Tons and piles of paperwork I wanted to attack undisturbed, but I only chewed off a fraction of what I wanted to accomplish. Ambition and motivation were hard to find today.
Then I drove on down to meet Candy and the kids. Today was the Wildcat’s end-of-the-outdoor-season soccer party. We decided to hold it at a somewhat rundown bowling alley not too far from my work. We chose it because it was cheap.
I drive by this place often, you probably don’t. It has seen better days, the street it is on has seen better too. Displaced by newer roads it is now a backwater, a byway, only frequented by folks like myself that are constantly seeking back ways, shortcuts around the nearby railroad tracks.
The entrance to the lanes is flanked by two large plaster lions. They are often repainted in garish colors; today they were a tawny beige and shit brown. Between their outstretched paws each cradles a bowling ball, these were painted a bright blue. I rubbed one cerulean orb for luck as I passed by.
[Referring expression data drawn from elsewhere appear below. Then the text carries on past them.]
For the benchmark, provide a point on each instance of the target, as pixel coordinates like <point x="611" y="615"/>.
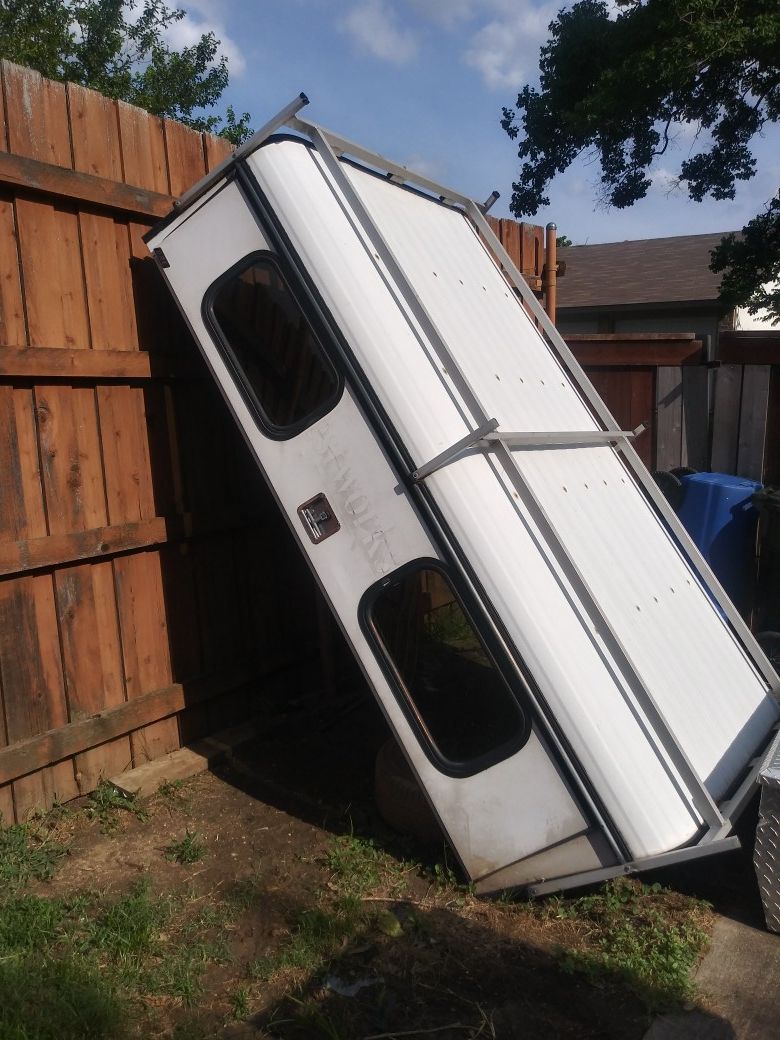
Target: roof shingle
<point x="648" y="270"/>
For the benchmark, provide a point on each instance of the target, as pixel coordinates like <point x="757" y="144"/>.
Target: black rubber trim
<point x="271" y="430"/>
<point x="405" y="697"/>
<point x="399" y="458"/>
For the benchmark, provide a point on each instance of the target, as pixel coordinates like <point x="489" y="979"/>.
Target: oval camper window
<point x="450" y="686"/>
<point x="273" y="349"/>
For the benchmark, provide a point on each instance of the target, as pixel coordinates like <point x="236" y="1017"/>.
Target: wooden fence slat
<point x="94" y="132"/>
<point x="109" y="293"/>
<point x="53" y="280"/>
<point x="772" y="452"/>
<point x="216" y="150"/>
<point x="760" y="347"/>
<point x="45" y="180"/>
<point x="669" y="418"/>
<point x="143" y="146"/>
<point x="71" y="459"/>
<point x="728" y="383"/>
<point x="61" y="362"/>
<point x="6" y="805"/>
<point x="639" y="351"/>
<point x="22" y="513"/>
<point x="13" y="326"/>
<point x="696" y="418"/>
<point x="23" y="555"/>
<point x="36" y="109"/>
<point x="30" y="755"/>
<point x="185" y="156"/>
<point x="145" y="645"/>
<point x="753" y="421"/>
<point x="32" y="684"/>
<point x="126" y="458"/>
<point x="92" y="658"/>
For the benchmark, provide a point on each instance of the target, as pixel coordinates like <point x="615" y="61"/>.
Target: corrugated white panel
<point x="713" y="699"/>
<point x="380" y="531"/>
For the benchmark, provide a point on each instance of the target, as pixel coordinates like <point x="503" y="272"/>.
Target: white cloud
<point x="445" y="13"/>
<point x="374" y="27"/>
<point x="206" y="16"/>
<point x="505" y="50"/>
<point x="664" y="181"/>
<point x="425" y="167"/>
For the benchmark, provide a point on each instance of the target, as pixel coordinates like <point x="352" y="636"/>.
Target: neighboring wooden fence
<point x="746" y="422"/>
<point x="147" y="582"/>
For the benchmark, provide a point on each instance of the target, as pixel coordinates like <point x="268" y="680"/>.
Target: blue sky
<point x="423" y="82"/>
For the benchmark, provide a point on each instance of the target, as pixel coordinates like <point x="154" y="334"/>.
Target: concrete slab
<point x="146" y="779"/>
<point x="738" y="983"/>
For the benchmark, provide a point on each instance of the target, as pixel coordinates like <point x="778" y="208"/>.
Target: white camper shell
<point x="570" y="684"/>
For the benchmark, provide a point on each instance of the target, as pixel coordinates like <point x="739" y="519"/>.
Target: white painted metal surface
<point x="685" y="658"/>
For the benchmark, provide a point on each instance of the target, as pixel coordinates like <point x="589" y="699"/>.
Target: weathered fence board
<point x="123" y="484"/>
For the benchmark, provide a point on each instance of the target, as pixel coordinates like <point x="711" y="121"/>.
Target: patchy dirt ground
<point x="278" y="905"/>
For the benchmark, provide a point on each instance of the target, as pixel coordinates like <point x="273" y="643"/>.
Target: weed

When I pushed the door open and entered the alley I was assaulted by the stench of cigarette smoke, some fresh, some echoes of ancient puffing. It didn’t take long to get used to it though, and the place was clean and well-run. And it was cheap. The neighborhood must be run down more than I thought, one feature was public surveillance cameras trained on the parking lot so you could keep an eye on your car while you bowled. The kids liked watching their friends arrive on the monitors.
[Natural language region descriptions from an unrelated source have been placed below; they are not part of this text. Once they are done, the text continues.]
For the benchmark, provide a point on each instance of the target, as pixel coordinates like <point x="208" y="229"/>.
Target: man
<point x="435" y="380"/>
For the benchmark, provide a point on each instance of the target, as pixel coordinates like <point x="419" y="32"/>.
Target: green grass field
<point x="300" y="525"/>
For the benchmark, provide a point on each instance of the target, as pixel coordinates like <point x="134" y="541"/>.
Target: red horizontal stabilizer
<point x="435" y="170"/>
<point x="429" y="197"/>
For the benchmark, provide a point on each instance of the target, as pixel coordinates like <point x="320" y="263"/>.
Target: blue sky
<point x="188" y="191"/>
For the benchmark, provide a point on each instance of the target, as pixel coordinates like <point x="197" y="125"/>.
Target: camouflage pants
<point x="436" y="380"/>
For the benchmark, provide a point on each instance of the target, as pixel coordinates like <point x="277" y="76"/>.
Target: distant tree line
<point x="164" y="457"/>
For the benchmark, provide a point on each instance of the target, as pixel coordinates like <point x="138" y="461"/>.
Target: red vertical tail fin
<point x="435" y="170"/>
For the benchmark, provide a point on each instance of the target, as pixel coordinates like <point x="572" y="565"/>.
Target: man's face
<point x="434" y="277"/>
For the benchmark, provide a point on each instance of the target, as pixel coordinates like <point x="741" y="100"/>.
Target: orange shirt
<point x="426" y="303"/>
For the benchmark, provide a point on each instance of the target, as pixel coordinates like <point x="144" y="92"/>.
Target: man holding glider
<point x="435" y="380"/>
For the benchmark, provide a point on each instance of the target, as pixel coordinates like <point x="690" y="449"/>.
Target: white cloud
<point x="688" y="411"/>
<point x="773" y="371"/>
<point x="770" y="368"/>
Everyone seemed to have a good time. We rented four lanes for two hours. The kids played on three lanes and the adults on one. For those of you that don’t hang out in such places, there has been a big change in bowling to accommodate small children and recapture the family bowling market. There is a selection of lightweight balls for kids, with no holes in them. The kids simply heave these down the lane the best way they can. There are folding bumpers that are extended out to fill the gutters, so the kids will almost always be able to hit at least a few pins.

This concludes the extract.